My mother taught me how to cook rice when I was still playing with my Barbies and my Legos, bike-racing with my friends to Gab Gab Beach or the Seven-Day Store, and watching “Sesame Street” -- I could never decide whether I liked Big Bird or Snuffleuppagus best. My father had left on the U.S.S. Proteus on a several months' tour of the Pacific, resupplying nuclear submarines and other vessels, and my mother was left with a slobbering baby and a second-grade tomboy on a tiny island on the Asian side of the Pacific Rim.
I never really thought about rice except as something my mom always cooked, as common as my best friend Sarah's mom grilling hamburgers or mashing potatoes. But while Sarah' mom bought the ground beef and potatoes at the base commissary, my mom bought twenty-five pound bags of rice at this large Asian market in downtown Agana, twenty-five pounds which she'd sometimes supplement at the corner Seven-Day Store with a five or ten-pound bag. And while all sorts of people who were part of the U.S. military in some way shopped at the Seven-Day Store, only Asians, military and civilian both, shopped in this Asian market. At least, I had never seen anybody except Asians in the store when I was there with my mother, which always made me feel odd.

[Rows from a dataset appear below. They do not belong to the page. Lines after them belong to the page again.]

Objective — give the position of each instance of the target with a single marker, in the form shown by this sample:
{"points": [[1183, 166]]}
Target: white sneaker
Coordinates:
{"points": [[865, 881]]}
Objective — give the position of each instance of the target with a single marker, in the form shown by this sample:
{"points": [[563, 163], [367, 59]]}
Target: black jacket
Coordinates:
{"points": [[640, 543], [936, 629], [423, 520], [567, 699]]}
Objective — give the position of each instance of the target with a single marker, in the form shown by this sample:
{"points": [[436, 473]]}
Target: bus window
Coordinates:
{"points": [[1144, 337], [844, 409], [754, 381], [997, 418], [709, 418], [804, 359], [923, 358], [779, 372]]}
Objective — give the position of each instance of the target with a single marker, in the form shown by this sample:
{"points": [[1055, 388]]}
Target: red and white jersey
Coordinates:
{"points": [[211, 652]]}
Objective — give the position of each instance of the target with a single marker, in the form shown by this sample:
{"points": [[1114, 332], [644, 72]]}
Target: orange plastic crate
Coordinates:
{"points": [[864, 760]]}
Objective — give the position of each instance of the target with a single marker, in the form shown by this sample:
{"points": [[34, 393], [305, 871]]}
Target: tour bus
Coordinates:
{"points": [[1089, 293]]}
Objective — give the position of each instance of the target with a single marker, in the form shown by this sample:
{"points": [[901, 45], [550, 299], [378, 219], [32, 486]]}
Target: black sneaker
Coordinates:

I couldn't adequately identify the weird feeling I always got when my mother got rice at the Asian market called Dai Huong, which a Vietnamese family ran. But it wasn't only the Vietnamese population it catered to but all Asians -- Chinese, Japanese, Korean, Indonese, Malay, Filipino. And even though most of these people were also American citizens (a small but growing number were tourists), if two like Asians met in the store, they'd speak in their native language, whether Vietnamese, Chinese, Japanese, or Tagalog, which was my parents' language and which I couldn't speak except for a few words and phrases, like "Kumusta" -- How are you? But I would never say "Kumustaa" because I was afraid that the other Filipino would think I knew more Tagalog than I really did and I'd end up staring in mute confusion and sheepishly replying in my midwestern American military brat accent, "I'm sorry. I can only speak English."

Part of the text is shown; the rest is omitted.